L’un des problèmes les plus complexes posé par le droit est son incomplétude: le juge, tout en devant prendre une décision, se trouve dans un «vide juridique » parce que les sources conventionnelles (cas précédents ou textes constitutionnels par exemple) sur lesquelles il est habituellement possible de s’appuyer n’existent pas. Comment rendre (et justifier) sa décision ? Quelle aide recevoir ? Un certain nombre de théoriciens ont défendu la position selon laquelle la philosophie, et plus précisément la philosophie morale, devait être la source de cette aide. D’autres ont plaidé en faveur de la science. Dans son dernier ouvrage [1], Posner analyse les arguments de la philosophie morale, les critique et montre que le juge, s’il a besoin d’une aide, doit plutôt se tourner vers la science. L’argumentation proposée montre que sont impliqués les juristes, les philosophes ainsi que les économistes. Les premiers car l’organisation de leur profession est en jeu ; les seconds du fait de leur possible contribution à la production de droit; les troisièmes à la fois parce que la question peut être reformulée dans les termes de l’analyse économique [2] et parce qu’ils font partie de ces scientifiques susceptibles d’aider les juges. Richard A. Posner est, en effet, l’un des représentants les plus éminents de l’analyse économique du droit et, plus précisément, un membre de l’école de Chicago [3].
 
1 Le juge et le philosophe
 
 
La critique sur les relations entre les juges et les philosophes vise ceux [4] que Posner qualifie de « moral realists » ou d’« academists moralists » et pour lesquels la justice doit s’appuyer sur la philosophie ou la théorie morale. L’argumentation de ces philosophes consiste d’abord à définir la loi morale comme un objet susceptible d’être théorisé, puis montre en quoi le droit est l’auxiliaire de la morale et, par conséquent, le juge celui du philosophe moral.
1.1 La morale comme objet
La première partie de la thèse de l’académisme moral affirme la possibilité et la nécessité de théoriser la morale, une théorie dont la nécessité et la fonction sont résumées par Posner d’un axiome : « changer les croyances morales des individus afin de modifier leur comportement» (p. 38) [5]. Cette proposition est d’une grande importance et la discuter permet de retracer les points clés autour desquels s’articule l’argumentation de l’académisme moral. Plusieurs conditions doivent être remplies pour garantir la pertinence de ce schéma de raisonnement.
Premièrement, l’objectif, qui consiste à vouloir changer les comportements des individus, peut être considéré comme légitime à condition de supposer l’existence d’un écart entre ce que sont ces comportements et croyances et ce qu’ils devraient être.

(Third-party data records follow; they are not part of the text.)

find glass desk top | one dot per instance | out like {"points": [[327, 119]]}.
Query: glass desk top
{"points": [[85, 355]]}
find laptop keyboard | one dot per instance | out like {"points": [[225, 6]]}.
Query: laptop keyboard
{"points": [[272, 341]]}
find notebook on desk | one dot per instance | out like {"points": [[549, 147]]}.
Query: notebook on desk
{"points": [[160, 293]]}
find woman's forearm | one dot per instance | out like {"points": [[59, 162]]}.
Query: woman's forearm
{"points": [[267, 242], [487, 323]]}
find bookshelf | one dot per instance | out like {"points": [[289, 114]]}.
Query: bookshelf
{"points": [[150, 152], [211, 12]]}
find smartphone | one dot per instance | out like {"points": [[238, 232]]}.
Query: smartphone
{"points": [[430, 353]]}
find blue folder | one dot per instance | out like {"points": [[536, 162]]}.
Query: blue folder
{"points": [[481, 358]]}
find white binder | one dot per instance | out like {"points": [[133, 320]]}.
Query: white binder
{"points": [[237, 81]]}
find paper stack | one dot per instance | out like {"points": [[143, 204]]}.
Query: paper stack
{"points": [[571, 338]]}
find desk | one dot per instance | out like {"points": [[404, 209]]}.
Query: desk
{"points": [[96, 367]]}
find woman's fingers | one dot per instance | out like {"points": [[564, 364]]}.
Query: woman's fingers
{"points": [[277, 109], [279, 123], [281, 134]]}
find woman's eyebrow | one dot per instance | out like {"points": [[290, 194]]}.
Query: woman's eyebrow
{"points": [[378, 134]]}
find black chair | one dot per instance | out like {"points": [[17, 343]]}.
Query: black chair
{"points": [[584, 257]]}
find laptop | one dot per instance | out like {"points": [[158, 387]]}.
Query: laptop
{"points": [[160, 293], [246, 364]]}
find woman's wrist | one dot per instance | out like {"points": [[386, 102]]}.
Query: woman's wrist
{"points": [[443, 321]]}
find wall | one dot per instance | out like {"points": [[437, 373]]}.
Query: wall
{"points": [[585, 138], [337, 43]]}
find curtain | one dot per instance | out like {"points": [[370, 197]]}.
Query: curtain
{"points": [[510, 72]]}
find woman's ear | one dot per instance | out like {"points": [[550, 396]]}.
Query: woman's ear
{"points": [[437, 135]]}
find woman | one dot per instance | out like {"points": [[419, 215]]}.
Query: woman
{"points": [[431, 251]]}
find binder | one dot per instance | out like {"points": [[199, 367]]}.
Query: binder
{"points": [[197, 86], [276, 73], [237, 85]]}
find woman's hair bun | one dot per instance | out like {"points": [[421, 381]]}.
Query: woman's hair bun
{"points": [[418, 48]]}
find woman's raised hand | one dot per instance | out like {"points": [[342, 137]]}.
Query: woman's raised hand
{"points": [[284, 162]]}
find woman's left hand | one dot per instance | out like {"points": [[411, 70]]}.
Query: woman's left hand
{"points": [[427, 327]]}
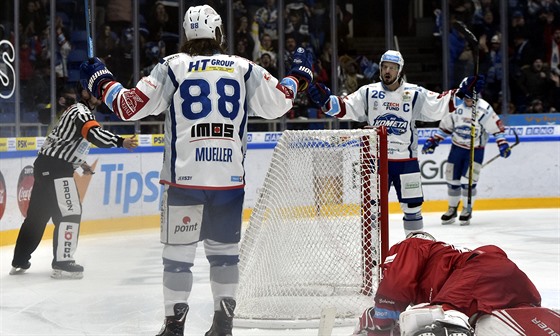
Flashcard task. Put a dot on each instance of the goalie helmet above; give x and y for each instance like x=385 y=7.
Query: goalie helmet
x=394 y=57
x=202 y=22
x=421 y=235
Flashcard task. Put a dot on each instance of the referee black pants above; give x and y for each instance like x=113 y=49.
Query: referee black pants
x=53 y=192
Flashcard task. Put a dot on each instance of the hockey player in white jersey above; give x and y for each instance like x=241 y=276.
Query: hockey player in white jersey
x=207 y=97
x=397 y=105
x=458 y=125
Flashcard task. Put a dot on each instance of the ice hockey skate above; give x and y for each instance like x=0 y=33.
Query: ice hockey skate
x=175 y=325
x=20 y=269
x=67 y=270
x=465 y=217
x=443 y=328
x=222 y=324
x=450 y=216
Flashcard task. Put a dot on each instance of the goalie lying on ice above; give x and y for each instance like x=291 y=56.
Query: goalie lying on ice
x=451 y=290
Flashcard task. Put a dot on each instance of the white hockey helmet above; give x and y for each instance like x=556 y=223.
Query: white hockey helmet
x=202 y=22
x=394 y=57
x=421 y=235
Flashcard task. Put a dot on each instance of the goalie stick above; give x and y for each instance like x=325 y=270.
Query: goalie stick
x=498 y=155
x=473 y=43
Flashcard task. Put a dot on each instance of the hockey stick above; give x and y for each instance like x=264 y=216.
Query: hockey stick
x=473 y=43
x=87 y=12
x=498 y=155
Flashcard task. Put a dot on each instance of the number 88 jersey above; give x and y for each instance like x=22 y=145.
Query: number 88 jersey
x=206 y=101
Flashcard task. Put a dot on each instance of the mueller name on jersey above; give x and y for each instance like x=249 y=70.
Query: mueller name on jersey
x=214 y=154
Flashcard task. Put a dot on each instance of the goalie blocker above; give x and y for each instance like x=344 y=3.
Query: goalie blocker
x=530 y=321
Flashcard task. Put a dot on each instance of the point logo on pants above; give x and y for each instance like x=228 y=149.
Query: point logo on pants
x=3 y=195
x=24 y=188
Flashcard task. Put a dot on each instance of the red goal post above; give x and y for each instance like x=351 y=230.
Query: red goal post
x=318 y=231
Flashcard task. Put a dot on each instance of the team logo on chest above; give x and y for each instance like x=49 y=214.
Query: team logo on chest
x=394 y=124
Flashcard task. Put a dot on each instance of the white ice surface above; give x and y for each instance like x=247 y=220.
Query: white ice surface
x=121 y=292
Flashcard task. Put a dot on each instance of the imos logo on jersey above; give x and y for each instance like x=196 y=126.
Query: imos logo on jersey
x=3 y=195
x=205 y=130
x=24 y=188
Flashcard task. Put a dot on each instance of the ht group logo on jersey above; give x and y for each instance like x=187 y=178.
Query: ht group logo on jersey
x=211 y=65
x=24 y=188
x=3 y=195
x=394 y=124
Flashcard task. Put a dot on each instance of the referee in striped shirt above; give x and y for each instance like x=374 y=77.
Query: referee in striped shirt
x=54 y=193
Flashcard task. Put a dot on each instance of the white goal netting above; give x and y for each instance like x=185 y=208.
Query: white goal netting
x=314 y=239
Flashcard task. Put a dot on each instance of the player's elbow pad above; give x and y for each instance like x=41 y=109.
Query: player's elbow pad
x=334 y=107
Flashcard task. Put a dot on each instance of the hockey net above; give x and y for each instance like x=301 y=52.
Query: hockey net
x=317 y=232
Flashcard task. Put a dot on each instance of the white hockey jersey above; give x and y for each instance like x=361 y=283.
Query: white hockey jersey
x=397 y=110
x=458 y=124
x=206 y=101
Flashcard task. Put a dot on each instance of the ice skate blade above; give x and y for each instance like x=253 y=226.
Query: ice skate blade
x=17 y=270
x=447 y=222
x=60 y=274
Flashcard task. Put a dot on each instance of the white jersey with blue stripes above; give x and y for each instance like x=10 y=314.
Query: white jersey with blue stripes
x=206 y=101
x=397 y=110
x=458 y=124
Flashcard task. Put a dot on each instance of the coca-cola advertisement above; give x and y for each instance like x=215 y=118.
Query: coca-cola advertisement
x=25 y=185
x=3 y=195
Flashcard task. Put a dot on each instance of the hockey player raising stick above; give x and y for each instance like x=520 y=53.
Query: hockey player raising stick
x=397 y=105
x=458 y=124
x=207 y=97
x=454 y=289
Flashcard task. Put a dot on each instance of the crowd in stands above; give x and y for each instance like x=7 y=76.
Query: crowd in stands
x=533 y=47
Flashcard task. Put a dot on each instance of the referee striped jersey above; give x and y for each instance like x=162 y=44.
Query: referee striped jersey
x=76 y=128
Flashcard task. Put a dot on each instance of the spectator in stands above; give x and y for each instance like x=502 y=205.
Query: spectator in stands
x=262 y=44
x=326 y=60
x=243 y=34
x=536 y=106
x=290 y=46
x=553 y=50
x=63 y=50
x=534 y=82
x=239 y=9
x=517 y=25
x=492 y=64
x=266 y=63
x=107 y=43
x=320 y=74
x=242 y=51
x=297 y=23
x=318 y=24
x=118 y=15
x=267 y=19
x=158 y=21
x=487 y=27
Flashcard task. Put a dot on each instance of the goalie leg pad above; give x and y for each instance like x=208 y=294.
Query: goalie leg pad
x=417 y=317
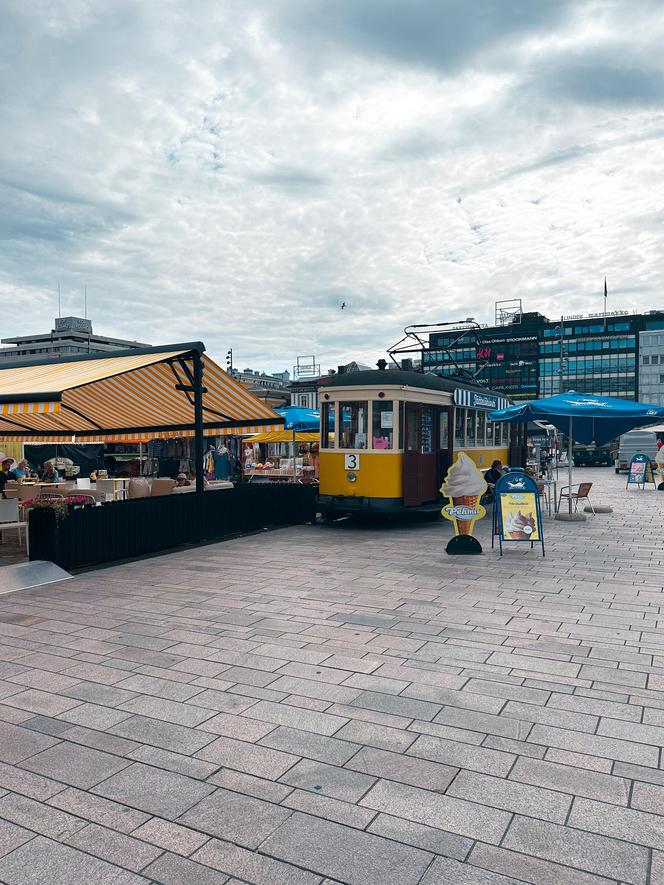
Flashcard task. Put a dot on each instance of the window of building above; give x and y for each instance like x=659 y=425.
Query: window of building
x=460 y=428
x=470 y=427
x=481 y=428
x=353 y=425
x=444 y=431
x=382 y=422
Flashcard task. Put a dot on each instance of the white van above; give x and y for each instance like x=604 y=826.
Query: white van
x=636 y=442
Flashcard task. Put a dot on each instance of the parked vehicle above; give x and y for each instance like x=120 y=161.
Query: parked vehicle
x=593 y=456
x=634 y=443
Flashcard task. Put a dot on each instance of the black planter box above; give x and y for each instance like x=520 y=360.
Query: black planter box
x=124 y=529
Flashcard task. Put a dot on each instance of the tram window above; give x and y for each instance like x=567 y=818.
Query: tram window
x=412 y=430
x=427 y=430
x=444 y=430
x=382 y=424
x=481 y=428
x=470 y=427
x=460 y=428
x=327 y=421
x=353 y=425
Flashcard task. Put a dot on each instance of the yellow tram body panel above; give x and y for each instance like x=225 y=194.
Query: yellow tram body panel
x=380 y=475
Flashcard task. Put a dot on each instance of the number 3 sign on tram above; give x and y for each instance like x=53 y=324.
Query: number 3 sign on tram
x=351 y=462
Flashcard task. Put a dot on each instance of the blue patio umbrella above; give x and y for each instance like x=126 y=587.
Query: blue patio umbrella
x=583 y=417
x=300 y=419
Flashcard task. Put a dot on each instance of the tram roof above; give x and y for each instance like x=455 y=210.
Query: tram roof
x=405 y=378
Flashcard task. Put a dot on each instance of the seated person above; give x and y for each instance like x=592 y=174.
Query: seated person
x=48 y=473
x=493 y=474
x=22 y=469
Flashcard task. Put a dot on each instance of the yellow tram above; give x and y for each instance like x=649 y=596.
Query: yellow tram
x=395 y=434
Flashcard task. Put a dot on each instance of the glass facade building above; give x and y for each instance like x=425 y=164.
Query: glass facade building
x=537 y=357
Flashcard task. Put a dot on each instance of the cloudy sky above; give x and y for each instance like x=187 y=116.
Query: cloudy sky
x=235 y=170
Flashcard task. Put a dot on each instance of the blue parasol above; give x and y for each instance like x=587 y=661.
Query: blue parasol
x=300 y=419
x=584 y=417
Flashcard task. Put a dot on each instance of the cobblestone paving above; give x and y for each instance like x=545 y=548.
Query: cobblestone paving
x=344 y=705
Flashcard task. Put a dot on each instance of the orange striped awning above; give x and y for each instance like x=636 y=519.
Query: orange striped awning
x=135 y=395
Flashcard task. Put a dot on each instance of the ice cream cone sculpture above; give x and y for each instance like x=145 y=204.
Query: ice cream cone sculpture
x=464 y=485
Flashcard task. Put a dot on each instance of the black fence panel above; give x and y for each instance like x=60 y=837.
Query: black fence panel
x=124 y=529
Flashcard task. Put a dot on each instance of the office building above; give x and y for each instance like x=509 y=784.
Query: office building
x=651 y=367
x=532 y=356
x=70 y=335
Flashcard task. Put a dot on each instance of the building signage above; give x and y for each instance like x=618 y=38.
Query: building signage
x=478 y=400
x=595 y=316
x=516 y=513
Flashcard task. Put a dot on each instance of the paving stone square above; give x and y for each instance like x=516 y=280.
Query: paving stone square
x=345 y=704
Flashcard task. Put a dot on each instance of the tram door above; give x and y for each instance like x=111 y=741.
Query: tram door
x=420 y=455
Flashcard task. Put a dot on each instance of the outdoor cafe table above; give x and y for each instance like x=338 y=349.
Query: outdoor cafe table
x=550 y=485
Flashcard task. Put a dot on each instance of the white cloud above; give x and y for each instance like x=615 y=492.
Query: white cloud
x=235 y=171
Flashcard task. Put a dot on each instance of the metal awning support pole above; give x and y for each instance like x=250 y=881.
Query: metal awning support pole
x=569 y=463
x=198 y=421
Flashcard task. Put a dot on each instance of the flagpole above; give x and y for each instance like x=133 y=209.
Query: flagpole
x=605 y=295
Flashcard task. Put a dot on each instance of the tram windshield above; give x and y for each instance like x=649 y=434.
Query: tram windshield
x=382 y=433
x=353 y=424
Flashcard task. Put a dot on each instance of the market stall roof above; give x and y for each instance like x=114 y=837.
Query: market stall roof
x=140 y=394
x=284 y=436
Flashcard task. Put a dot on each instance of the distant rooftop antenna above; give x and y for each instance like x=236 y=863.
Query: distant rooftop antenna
x=306 y=367
x=509 y=312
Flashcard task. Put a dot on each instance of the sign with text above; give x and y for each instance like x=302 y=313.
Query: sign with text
x=517 y=515
x=463 y=486
x=640 y=471
x=351 y=462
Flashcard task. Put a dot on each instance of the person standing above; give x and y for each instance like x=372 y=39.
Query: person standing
x=5 y=474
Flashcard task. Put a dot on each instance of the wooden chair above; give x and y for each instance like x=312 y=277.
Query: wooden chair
x=581 y=494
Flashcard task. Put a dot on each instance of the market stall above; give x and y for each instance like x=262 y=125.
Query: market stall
x=281 y=456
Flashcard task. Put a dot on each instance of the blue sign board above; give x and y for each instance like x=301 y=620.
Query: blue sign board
x=640 y=471
x=478 y=400
x=517 y=515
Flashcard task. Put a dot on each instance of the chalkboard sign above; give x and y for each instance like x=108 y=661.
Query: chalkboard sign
x=640 y=472
x=517 y=515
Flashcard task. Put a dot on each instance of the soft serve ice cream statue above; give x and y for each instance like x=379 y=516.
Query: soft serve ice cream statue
x=464 y=485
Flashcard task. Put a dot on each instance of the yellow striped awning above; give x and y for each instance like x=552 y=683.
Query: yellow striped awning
x=276 y=436
x=125 y=395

Un but moral doit exister, lequel par ailleurs ne pourra être atteint qu’à condition d’être universel, objectif – tout relativisme ou subjectivisme empêcherait de savoir où on se situe par rapport à cet idéal – et bien évidemment d’être encore en devenir, où l’idée de progrès, donc de finalisme, qui accompagne nécessairement la certitude de l’existence de ce but à atteindre. Ainsi se légitime la théorie morale ou la philosophie morale, qui est bien normative parce qu’elle dit aux individus ce que doivent être leurs normes morales. Cette hypothèse, de l’existence d’une morale universelle, objective et accessible, est d’ailleurs identifiée par Posner comme une caractéristique de la philosophie morale occidentale [6].
Deuxièmement, l’universalité et l’objectivité de la morale étant affirmées, la légitimité de la théorie étant ainsi prouvée, il devient indispensable de s’interroger sur la légitimité du moyen, à savoir modifier les croyances des individus. Selon l’académisme moral, changer les croyances des individus est possible parce que les êtres humains seraient dotés d’une faculté morale susceptible d’être modifiée par les théories (« a faculty that moral theories might move », p.36). Dit autrement, la morale s’apprend et, par conséquent, l’argument de l’académisme moral consiste à affirmer qu’il est envisageable de changer les croyances morales des individus par l’enseignement – d’où le qualificatif utilisé par Posner d’académisme moral. Cet enseignement, parce qu’il est, rappelons-le, celui d’une théorie, fait appel aux mêmes méthodes que l’enseignement de toute connaissance : il vise à convaincre les individus par des arguments théoriques et rationnels.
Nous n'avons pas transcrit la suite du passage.